DESIGN AS DIALECTIC. Design is a dialectic between the designer and what is
possible. As design of an artifact, circuit design involves creating artifact
descriptions that satisfy the requirements imposed by designer, environment,
domain, logic, and limited experience; good design exploits these requirements
of the design problem by converting them into constraints on the design
process. As design of a functionally decomposable artifact, circuit design
entails recursive partitioning of functional requirements in such a way that
the partitioned requirements map onto technologically available structures that
satisfy them.  Finally, viewing circuit design as the design of a physical
computational system, we can categorize the required functionality along a
small number of functional dimensions (e.g. control, communication, behavior).

        This thesis makes several contributions. It introduces the notion of a
playful design process as an ideal toward which the engineering of design
knowledge should be steered; it describes the extent to which the "playful
design" ideal can be realized by a circuit design process. It extends the
notion of play to playful control of the design process; and finally, it
presents an ontology of dimensions for categorizing and relating design
requirements and approaches.

A PLAYFUL DESIGN PROCESS. Play is doing what one wants to do when wants to do
it. Playful design is possible to the degree that: refinement steps can be
carried out in an order-insensitive manner; and decomposition creates
context-insensitive components. We show that the benefits derived from enabling
such play in the process of design include: enablement of goal-directed
refinement, and an exponential reduction in number of solutions considered over
a more traditional "fixed phases" approach to circuit design. By characterizing
circuit specifications by the ubiquitous functional dimensions of control,
communication, and behavior, we enable a measure of order-insensitive
refinement; these functional dimensions induce a set of evaluation dimensions
for performing goal-directed refinement. Viewing components as processors
facilitates context-insensitive decomposition.
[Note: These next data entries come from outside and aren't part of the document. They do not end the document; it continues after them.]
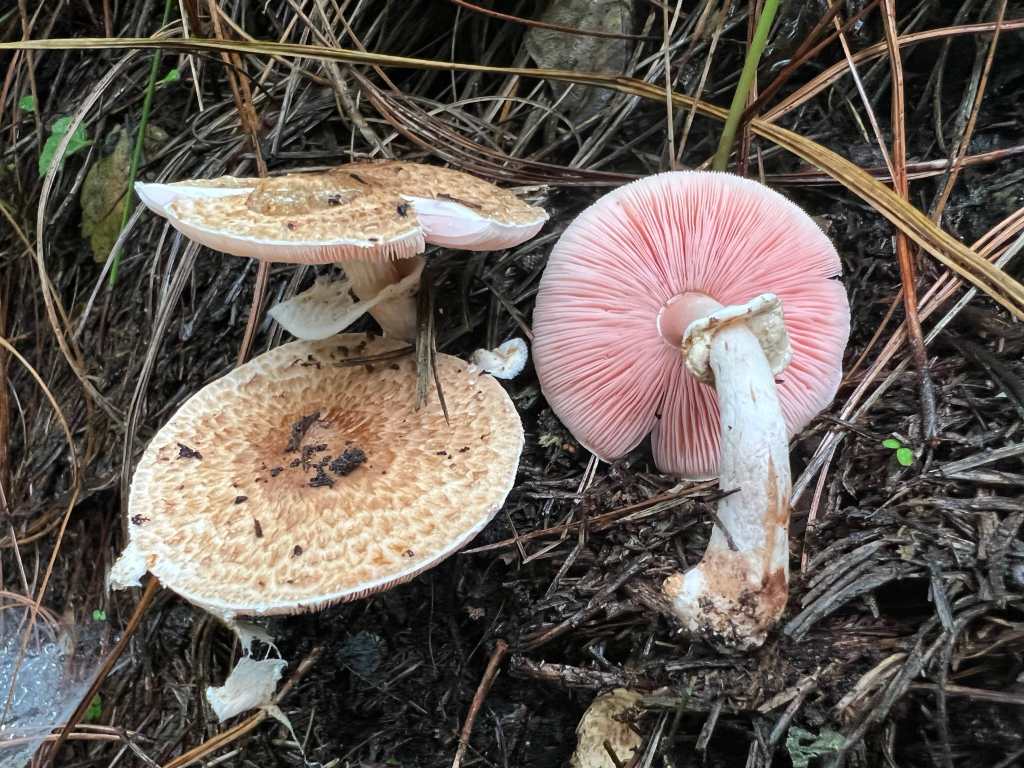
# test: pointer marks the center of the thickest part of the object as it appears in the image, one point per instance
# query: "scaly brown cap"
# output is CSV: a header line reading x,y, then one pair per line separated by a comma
x,y
296,218
306,477
456,209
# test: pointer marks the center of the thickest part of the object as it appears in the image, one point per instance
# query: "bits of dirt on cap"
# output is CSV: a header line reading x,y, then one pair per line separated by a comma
x,y
308,451
299,429
460,202
321,479
186,453
348,462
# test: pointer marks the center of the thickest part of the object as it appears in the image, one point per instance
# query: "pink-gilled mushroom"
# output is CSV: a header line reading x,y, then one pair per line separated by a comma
x,y
669,307
374,218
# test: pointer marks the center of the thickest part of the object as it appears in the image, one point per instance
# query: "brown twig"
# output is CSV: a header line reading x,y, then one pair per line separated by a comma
x,y
915,337
956,161
547,26
497,657
250,124
104,669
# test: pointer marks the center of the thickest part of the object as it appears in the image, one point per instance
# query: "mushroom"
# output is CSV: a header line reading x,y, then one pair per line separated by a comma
x,y
308,218
604,735
373,218
307,477
668,307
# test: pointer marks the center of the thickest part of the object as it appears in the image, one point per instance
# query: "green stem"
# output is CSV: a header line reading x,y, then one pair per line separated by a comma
x,y
136,155
743,86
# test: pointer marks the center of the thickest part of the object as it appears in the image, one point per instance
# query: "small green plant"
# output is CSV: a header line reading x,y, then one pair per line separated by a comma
x,y
95,710
79,140
903,455
171,77
803,744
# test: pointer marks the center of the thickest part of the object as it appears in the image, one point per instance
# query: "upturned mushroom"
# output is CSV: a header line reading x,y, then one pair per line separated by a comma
x,y
307,477
372,218
670,307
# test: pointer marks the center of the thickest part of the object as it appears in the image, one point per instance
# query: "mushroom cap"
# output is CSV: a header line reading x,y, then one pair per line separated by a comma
x,y
605,368
296,218
306,477
456,209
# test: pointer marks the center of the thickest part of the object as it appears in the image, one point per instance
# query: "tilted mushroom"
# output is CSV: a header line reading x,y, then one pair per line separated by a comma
x,y
374,218
668,307
307,476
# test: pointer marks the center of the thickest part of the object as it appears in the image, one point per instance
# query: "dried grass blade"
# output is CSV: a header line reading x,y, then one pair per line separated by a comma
x,y
919,227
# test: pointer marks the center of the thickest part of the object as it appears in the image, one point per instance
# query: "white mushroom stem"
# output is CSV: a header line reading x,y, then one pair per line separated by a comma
x,y
396,316
739,588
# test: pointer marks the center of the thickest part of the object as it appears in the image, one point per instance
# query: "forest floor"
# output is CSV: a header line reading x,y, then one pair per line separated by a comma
x,y
903,643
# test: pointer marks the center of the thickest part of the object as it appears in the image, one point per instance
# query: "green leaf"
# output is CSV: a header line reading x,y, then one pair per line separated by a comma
x,y
95,710
78,141
172,77
803,745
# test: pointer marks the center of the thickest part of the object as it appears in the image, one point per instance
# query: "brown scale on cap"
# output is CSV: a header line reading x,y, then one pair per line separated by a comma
x,y
332,215
416,179
390,493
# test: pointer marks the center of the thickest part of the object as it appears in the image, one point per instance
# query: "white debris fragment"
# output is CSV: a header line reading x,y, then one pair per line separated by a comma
x,y
251,685
128,569
329,307
505,361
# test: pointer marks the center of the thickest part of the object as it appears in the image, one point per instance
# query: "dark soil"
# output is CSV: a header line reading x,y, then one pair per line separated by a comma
x,y
904,633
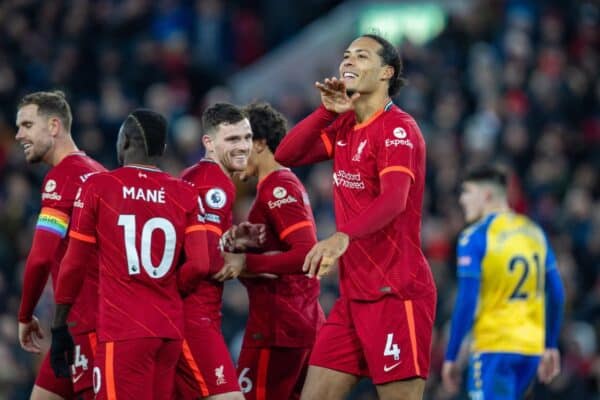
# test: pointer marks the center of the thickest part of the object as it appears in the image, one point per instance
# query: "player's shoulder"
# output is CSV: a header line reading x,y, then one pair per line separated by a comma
x,y
207,173
74,169
282,188
284,178
516,222
399,124
476,231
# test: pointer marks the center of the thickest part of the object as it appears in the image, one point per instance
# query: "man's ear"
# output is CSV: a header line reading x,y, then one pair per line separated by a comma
x,y
207,141
259,145
54,126
388,72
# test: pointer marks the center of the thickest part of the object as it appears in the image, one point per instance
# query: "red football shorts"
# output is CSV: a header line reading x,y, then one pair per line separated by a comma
x,y
205,367
272,373
83,366
136,369
47,380
387,340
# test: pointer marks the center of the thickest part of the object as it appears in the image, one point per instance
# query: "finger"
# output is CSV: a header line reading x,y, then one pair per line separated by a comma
x,y
307,260
35,342
324,88
314,264
39,332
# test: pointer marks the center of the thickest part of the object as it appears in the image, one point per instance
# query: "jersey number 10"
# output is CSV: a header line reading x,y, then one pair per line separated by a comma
x,y
133,258
519,293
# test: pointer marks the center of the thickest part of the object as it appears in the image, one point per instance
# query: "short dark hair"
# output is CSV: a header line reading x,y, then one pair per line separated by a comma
x,y
390,56
149,129
49,104
267,123
487,173
221,113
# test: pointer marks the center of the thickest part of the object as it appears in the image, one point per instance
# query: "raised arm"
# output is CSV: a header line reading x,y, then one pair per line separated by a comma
x,y
37,269
308,142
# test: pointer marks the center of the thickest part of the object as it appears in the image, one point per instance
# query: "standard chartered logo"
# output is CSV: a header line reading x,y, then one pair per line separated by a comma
x,y
348,180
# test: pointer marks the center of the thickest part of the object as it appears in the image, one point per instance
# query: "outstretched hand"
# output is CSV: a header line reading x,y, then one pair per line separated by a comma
x,y
30,335
241,237
325,254
334,96
233,266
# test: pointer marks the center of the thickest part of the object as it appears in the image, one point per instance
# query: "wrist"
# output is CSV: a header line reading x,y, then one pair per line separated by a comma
x,y
326,112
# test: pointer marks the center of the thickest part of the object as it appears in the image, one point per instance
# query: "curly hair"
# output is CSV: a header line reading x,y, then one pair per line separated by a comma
x,y
390,56
267,123
49,104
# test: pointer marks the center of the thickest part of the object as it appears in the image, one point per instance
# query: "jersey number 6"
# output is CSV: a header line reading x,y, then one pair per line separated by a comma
x,y
133,259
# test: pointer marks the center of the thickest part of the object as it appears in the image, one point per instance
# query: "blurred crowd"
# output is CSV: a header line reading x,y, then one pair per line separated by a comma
x,y
516,82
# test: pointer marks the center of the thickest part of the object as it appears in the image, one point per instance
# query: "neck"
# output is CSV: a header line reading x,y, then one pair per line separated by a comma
x,y
211,156
500,206
139,159
367,105
265,167
62,148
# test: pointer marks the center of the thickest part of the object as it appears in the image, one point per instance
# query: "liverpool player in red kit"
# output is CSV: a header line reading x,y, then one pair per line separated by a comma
x,y
206,368
284,313
44,129
141,221
381,326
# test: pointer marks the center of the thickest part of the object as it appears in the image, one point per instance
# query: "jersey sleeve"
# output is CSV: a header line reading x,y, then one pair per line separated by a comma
x,y
550,257
470,250
286,209
83,222
195,247
314,135
59,191
82,235
396,147
37,269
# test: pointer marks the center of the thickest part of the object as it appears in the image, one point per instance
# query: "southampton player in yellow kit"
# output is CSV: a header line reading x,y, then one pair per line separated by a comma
x,y
510,296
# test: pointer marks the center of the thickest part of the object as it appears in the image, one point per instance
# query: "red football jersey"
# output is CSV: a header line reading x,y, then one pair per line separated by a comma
x,y
390,260
217,191
284,312
138,217
60,189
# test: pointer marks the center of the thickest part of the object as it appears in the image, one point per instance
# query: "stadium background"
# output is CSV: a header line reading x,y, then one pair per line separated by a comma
x,y
514,81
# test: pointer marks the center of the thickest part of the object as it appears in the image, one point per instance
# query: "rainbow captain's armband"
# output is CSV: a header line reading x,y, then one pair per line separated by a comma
x,y
53,221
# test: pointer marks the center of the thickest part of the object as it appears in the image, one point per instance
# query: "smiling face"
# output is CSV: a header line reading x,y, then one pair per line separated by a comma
x,y
362,68
35,133
230,144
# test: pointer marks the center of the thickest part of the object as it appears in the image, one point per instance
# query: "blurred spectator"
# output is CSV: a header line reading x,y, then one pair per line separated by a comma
x,y
516,81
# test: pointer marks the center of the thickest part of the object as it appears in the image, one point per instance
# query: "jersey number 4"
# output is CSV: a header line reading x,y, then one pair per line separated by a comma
x,y
133,257
520,261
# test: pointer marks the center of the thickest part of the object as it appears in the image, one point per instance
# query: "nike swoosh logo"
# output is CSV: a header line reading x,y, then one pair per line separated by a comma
x,y
391,367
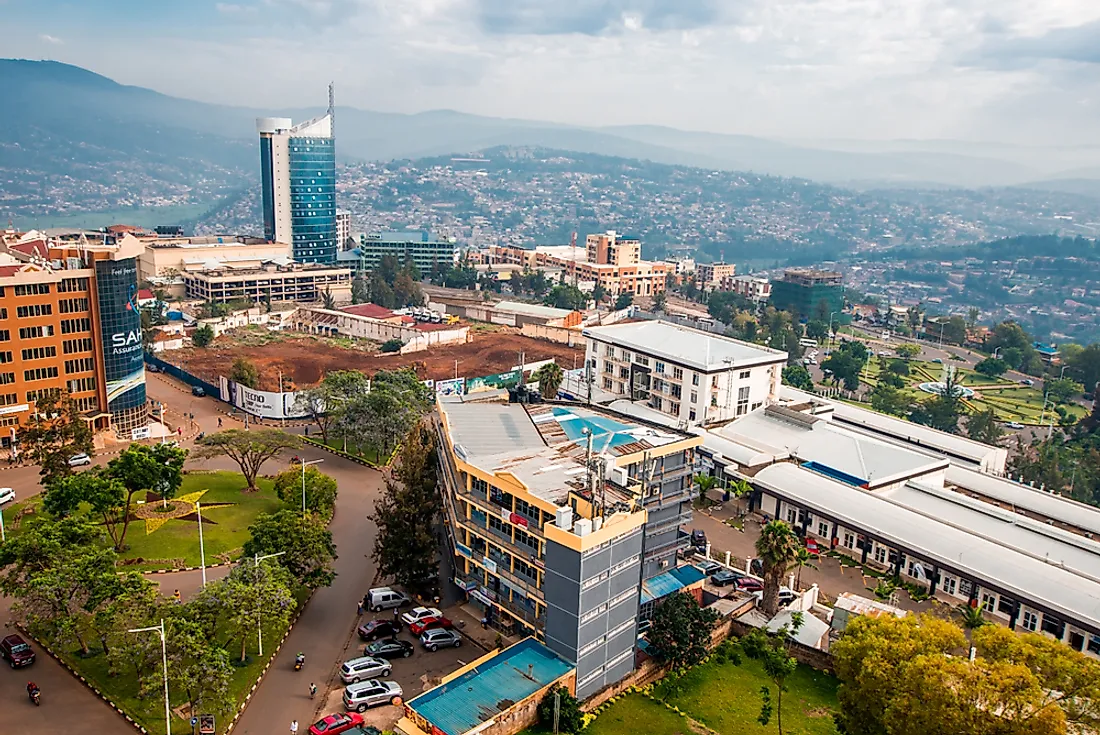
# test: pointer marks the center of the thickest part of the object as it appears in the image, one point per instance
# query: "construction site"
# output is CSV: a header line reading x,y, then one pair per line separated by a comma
x,y
303,360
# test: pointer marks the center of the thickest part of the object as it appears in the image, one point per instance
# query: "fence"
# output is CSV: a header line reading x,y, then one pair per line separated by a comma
x,y
168,369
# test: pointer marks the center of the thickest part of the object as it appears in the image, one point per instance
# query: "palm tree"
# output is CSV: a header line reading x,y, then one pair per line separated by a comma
x,y
803,558
549,377
778,548
705,483
971,620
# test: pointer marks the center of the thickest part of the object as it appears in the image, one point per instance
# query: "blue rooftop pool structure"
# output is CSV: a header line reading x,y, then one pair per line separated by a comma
x,y
491,688
606,432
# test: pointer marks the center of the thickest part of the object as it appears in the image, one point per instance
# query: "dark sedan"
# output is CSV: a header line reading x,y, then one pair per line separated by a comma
x,y
725,577
384,627
388,648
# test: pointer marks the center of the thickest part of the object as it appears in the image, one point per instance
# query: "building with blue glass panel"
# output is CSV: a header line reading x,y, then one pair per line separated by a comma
x,y
298,184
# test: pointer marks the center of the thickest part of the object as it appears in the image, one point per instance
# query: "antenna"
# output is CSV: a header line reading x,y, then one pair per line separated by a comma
x,y
332,109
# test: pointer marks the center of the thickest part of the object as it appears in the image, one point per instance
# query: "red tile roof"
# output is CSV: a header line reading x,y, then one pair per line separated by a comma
x,y
371,310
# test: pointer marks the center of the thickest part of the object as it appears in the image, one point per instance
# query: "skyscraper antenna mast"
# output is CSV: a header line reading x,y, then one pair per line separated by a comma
x,y
332,108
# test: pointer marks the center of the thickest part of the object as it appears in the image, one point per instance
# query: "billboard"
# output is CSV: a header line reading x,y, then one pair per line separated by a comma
x,y
490,382
120,341
265,404
452,387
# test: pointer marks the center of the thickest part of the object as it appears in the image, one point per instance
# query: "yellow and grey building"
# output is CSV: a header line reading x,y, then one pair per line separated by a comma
x,y
557,514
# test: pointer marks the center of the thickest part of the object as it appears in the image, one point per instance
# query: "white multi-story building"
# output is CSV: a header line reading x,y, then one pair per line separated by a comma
x,y
692,375
343,230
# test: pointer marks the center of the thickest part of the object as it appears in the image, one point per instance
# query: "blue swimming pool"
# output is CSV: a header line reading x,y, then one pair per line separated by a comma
x,y
606,432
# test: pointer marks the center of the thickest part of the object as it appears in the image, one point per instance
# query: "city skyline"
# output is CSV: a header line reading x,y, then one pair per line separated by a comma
x,y
780,68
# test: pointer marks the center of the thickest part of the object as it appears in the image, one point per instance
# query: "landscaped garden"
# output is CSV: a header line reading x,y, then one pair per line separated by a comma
x,y
1010,401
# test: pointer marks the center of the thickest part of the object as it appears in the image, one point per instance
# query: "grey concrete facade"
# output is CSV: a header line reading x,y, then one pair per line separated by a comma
x,y
592,609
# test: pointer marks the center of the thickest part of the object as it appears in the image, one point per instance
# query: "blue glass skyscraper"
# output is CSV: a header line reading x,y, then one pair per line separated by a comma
x,y
298,179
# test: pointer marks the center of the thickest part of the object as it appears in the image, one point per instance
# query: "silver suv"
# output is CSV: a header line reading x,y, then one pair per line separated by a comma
x,y
370,693
437,638
364,667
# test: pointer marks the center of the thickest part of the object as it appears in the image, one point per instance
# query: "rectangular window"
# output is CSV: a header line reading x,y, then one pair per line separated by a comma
x,y
72,346
743,401
73,326
40,352
40,374
81,385
73,305
34,310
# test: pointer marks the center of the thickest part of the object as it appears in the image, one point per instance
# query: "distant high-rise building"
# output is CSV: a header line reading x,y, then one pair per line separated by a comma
x,y
298,175
343,230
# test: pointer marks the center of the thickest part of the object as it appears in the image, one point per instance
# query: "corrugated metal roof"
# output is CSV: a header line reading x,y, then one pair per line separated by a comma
x,y
487,690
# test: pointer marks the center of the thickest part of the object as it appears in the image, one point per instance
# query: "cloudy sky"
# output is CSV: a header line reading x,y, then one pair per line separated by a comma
x,y
1018,70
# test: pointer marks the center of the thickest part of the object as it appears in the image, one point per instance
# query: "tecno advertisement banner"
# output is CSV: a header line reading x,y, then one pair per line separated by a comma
x,y
264,404
117,287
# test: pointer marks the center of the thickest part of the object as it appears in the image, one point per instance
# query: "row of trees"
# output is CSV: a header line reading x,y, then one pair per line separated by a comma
x,y
363,412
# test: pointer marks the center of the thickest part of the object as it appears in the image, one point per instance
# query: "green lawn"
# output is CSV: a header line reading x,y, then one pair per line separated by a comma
x,y
224,527
631,714
149,711
726,698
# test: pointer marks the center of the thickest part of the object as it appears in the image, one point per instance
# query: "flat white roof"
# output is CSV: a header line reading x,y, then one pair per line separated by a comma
x,y
1049,505
683,346
1054,545
908,431
864,459
1075,598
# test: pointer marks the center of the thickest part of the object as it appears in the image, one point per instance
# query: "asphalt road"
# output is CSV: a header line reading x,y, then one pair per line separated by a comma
x,y
325,632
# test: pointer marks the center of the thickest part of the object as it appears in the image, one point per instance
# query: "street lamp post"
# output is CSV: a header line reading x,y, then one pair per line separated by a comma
x,y
198,512
260,627
304,465
164,660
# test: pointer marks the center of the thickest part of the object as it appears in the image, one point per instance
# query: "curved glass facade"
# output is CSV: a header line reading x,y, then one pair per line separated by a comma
x,y
312,164
121,343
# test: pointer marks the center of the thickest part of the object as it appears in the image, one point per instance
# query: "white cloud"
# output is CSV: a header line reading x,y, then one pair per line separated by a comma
x,y
781,68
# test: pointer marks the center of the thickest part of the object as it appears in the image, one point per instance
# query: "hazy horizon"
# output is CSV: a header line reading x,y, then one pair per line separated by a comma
x,y
983,70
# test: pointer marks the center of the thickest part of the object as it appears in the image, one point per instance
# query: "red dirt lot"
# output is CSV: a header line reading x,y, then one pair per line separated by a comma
x,y
305,360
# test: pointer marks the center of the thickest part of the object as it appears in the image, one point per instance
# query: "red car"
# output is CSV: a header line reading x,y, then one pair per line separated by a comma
x,y
336,723
749,584
429,623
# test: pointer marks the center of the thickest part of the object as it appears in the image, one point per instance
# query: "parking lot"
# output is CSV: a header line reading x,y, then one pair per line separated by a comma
x,y
417,673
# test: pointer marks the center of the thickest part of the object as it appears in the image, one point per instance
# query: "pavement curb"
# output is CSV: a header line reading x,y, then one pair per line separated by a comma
x,y
263,673
81,679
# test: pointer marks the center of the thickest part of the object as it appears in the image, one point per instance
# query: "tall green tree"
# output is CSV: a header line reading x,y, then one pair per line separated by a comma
x,y
320,490
202,336
549,377
680,629
250,450
54,432
778,548
407,514
305,539
155,469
PLAYFUL CONTROL OF THE DESIGN PROCESS. Playful control entails being able to
resolve current design problems by pursuing strategies that are appropriate
given the resource limitations of the designer. Playful control is possible to
the extent that: the problems produced by the design process are
well-categorized; and problem posting and resolution can be separated. Playful
control is knowledge-intensive, drawing on a library of strategies indexed by
problem type and resource allocation.

        We describe an interactive computer program called DONTE (Design
ONTology Experiment). DONTE has served to implement, motivate, and help debug
the contributions made by this research.